Lawrence M. Krauss wrote a tremendous (in my opinion) book called A Universe From Nothing, which pretty neatly explains how stuff exists, and how “nothing” gives rise to everything.
Part of the book is dedicated to explaining the expansion of space, and what that means for us and far-distant future astronomers. For us, it means that we live in precisely the right moment to observe that this expansion is actually happening, but for the future astronomers that situation is more bleak.
Krauss predicts that eventually, the universe will recede so far and fast that only a single galaxy cluster will remain, causally isolated from everything else. Today, we know the universe is expanding by observing the receding galaxies far away from us, while this hypothetical future alien astronomer can make no such observations. It is therefore virtually impossible for this future astronomer to create an accurate model of the universe which includes expansion. This astronomer will never even know he is wrong, as there would be no prediction or experiment he could make, the results of which which could confirm expansion.

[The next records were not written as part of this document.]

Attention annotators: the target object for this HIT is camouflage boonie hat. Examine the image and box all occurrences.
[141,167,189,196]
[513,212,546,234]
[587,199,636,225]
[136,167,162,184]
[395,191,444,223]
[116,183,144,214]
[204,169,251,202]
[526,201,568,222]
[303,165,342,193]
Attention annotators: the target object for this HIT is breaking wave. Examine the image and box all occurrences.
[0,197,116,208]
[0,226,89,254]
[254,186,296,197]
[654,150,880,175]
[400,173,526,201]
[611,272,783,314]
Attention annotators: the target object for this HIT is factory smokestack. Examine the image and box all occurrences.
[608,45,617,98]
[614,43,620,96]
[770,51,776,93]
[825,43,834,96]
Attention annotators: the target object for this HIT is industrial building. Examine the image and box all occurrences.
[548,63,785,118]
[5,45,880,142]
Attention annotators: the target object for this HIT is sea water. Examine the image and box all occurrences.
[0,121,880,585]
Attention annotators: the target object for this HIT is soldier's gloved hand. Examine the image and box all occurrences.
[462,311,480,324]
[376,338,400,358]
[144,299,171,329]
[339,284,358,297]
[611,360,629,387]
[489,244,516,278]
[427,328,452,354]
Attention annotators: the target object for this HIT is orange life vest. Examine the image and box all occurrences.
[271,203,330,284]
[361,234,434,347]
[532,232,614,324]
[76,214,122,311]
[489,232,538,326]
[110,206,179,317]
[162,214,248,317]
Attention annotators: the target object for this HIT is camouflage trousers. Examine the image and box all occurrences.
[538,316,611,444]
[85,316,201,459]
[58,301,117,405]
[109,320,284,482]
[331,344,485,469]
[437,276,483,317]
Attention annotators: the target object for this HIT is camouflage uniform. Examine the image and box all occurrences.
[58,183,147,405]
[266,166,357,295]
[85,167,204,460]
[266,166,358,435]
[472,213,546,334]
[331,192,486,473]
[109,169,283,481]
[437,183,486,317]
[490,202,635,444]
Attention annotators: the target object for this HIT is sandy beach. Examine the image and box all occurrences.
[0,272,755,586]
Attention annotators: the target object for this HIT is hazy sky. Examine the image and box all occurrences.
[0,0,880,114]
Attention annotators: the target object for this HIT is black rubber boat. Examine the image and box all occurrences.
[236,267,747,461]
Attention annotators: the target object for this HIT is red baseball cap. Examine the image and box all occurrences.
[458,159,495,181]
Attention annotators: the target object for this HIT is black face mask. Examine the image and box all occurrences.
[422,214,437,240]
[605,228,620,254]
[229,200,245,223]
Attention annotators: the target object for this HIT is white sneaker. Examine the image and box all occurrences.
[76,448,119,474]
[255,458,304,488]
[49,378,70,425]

My questions is, so what? This future astronomer wouldn’t necessarily be wrong. In fact, if there’s absolutely no evidence (from his perspective) that the universe is expanding, no phenomenon that could be better explained by an expanding universe than a static one, no accurate prediction that an expanding universe would make better than another explanation could,…wouldn’t it be perfectly reasonable (and even accurate) to say that space is NOT expanding, from the perspective of this hypothetical astronomer? Wouldn’t he actually be correct to infer a static (or maybe even collapsing?) universe? In what sense would his conclusion be wrong?